Artık taşlar bile yaşlanmış. Gelen gideni kalmamış. Yosun tutmuş, yazıları silinmiş mezarlar…
Ve şu hep aklıma gelir:
“Seni tanıyan en son insan öldükten sonra, bu dünya üzerinde izinin, tozunun kalmaz.”
Yanmış ormanlar da bana hep mezarlıkları anımsatır.
Bornova’da üzücü bir yangın… Herkesin yüzünü o tarafa çevirdiği, ormanlık alana yakın noktada yapılan tadilat, ihmaller ve ihtimallerin sonucu kabusa dönen hayatlar… Çok üzücü.
Ve maalesef, orman yangınlarında cezalar hâlâ caydırıcı değil.
Söylenecek çok söz var ama olan her şey, insana değersiz hissettiriyor. Açtırıyor.
Bakmakla görmek arasındaki farka sürekli dikkat çekiyorum ya — işte bakıp da gördüğüm birçok alan var.
Ama hatalardan ders alma oranlarımız çok düşük.
Her yangın sonrası yine aynı başlıklar konuşuluyor:
Söndürme uçakları yetersiz, ekipman eksik, yangın teknolojisi geri…
Yine ağaçlandırma sözleri veriliyor ama gerisi muallakta kalıyor.
Kimileri “Çam çok yanıcı, zeytin ekelim” diyor. Diğeri “Meşe daha dayanıklı” diyor.
Yangından sonra piknik alanlarında mangal yasaklanıyor.
Hemen bir heyet gidip geziyor, basın açıklaması yapıyor.
Ertesi gün ise gündem değişiyor.
Oysa o ağaçlar, hayvanlar, börtü böcek, iskelet gibi kalan gövdeler…
Toplu katliam yapılmış gibi… Toplu mezarlar gibi…
Orada bir matem, bir yas oluşuyor.
Bu hazin tabloda ise içimizi bazı anlar ısıtır:
Kurtarılan hayvanlara su veren, onlara merhamet eden insanlar…

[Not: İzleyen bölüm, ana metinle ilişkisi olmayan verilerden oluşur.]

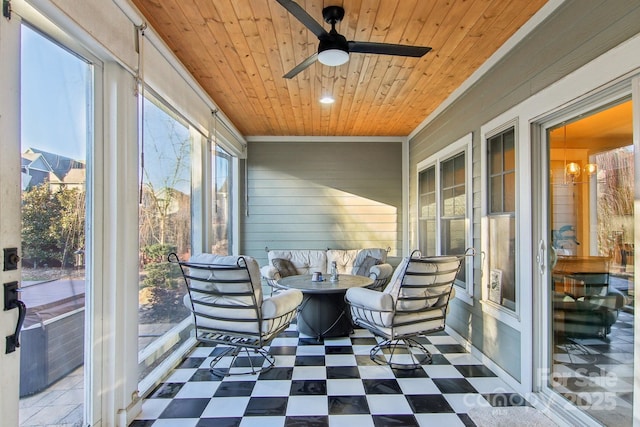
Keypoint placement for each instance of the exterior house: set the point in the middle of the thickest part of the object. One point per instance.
(40, 167)
(488, 169)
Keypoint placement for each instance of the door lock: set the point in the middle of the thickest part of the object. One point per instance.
(12, 301)
(11, 259)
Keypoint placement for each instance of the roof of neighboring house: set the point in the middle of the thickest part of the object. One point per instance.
(58, 165)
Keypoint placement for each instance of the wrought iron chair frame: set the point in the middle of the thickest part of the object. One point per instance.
(236, 342)
(395, 342)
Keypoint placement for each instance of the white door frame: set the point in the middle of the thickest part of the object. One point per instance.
(10, 236)
(541, 278)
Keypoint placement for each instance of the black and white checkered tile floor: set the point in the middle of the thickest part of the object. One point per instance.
(595, 373)
(329, 383)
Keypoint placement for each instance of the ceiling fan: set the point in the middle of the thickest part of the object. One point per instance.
(334, 49)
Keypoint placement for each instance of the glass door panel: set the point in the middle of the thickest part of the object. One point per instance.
(56, 92)
(591, 221)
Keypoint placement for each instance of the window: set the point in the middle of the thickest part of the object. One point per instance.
(444, 208)
(165, 227)
(222, 202)
(57, 91)
(501, 245)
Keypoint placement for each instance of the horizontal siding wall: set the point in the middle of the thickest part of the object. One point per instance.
(575, 34)
(318, 195)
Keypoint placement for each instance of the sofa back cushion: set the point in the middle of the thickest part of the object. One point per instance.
(349, 261)
(305, 261)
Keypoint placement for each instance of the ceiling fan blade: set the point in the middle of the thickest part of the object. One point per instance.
(301, 66)
(302, 16)
(388, 49)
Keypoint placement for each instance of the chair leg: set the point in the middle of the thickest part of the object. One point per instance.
(403, 344)
(234, 352)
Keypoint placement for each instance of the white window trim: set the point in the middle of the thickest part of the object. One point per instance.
(462, 145)
(503, 314)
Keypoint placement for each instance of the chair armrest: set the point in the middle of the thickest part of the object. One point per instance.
(369, 299)
(269, 272)
(614, 300)
(381, 271)
(281, 303)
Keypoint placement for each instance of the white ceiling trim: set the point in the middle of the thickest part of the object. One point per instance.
(513, 41)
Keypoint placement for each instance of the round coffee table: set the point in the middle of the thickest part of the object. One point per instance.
(324, 312)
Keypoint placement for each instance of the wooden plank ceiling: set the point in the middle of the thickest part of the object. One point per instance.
(238, 50)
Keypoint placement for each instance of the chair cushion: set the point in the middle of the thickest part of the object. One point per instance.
(284, 267)
(304, 261)
(367, 263)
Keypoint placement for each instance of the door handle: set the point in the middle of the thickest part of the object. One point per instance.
(541, 256)
(11, 301)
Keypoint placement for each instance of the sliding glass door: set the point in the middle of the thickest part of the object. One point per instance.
(590, 286)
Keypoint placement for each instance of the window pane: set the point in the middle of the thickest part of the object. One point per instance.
(510, 192)
(460, 204)
(222, 203)
(448, 202)
(428, 237)
(502, 272)
(496, 194)
(495, 155)
(460, 177)
(509, 152)
(165, 224)
(56, 92)
(447, 174)
(453, 236)
(428, 180)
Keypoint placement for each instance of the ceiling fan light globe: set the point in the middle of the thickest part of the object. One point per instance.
(333, 57)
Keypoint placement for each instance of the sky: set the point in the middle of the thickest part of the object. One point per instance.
(54, 97)
(56, 92)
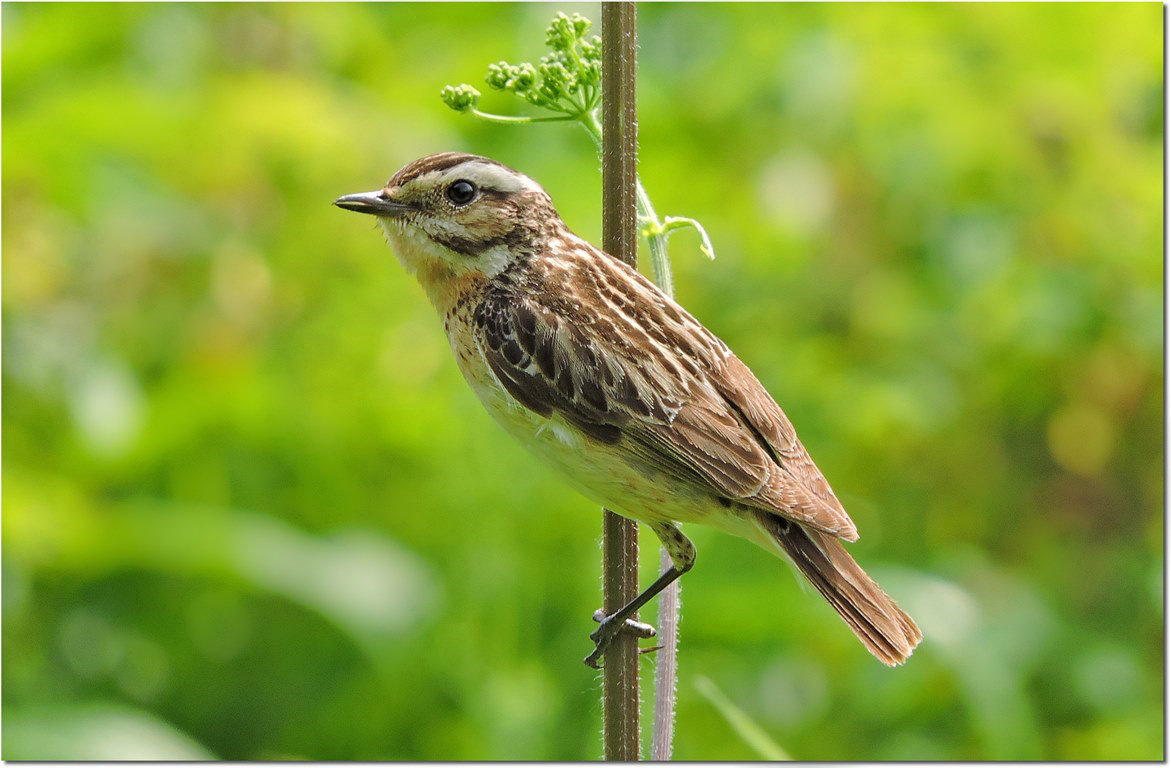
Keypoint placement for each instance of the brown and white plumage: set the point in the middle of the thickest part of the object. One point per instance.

İnsanlık adına umudumuzu bir arpa tanesi kadar da olsa yeşerten o güzel insanlar…
Ve işte orada babamın sözü çınlar kulaklarımda:
“Ağacı, hayvanı sevmeyen, merhamet etmeyen insan; insan değildir. Şüphe etmelidir.”
Aslında…
Ortak mirasımız olan ormanlar, sular, çeşmeler…
Tıpkı kültürel miras gibi gelecek nesillere aktarılmalı. Sahip çıkılmalı.
Torunumuz bile orada koşup oynayabilmeli.
Dünyamızın akciğerleri solmamalı.
Dünyalara sığmayan, ölmeyecek gibi yaşayan bizler…
Yılda birkaç gün tatil yapıp maviye bakabilmek için yeşile kıymamalıyız.
Her canlının yaşam hakkını savunmalı,
Ve doğadan ilham alınacak çok nokta olduğunu unutmamalıyız.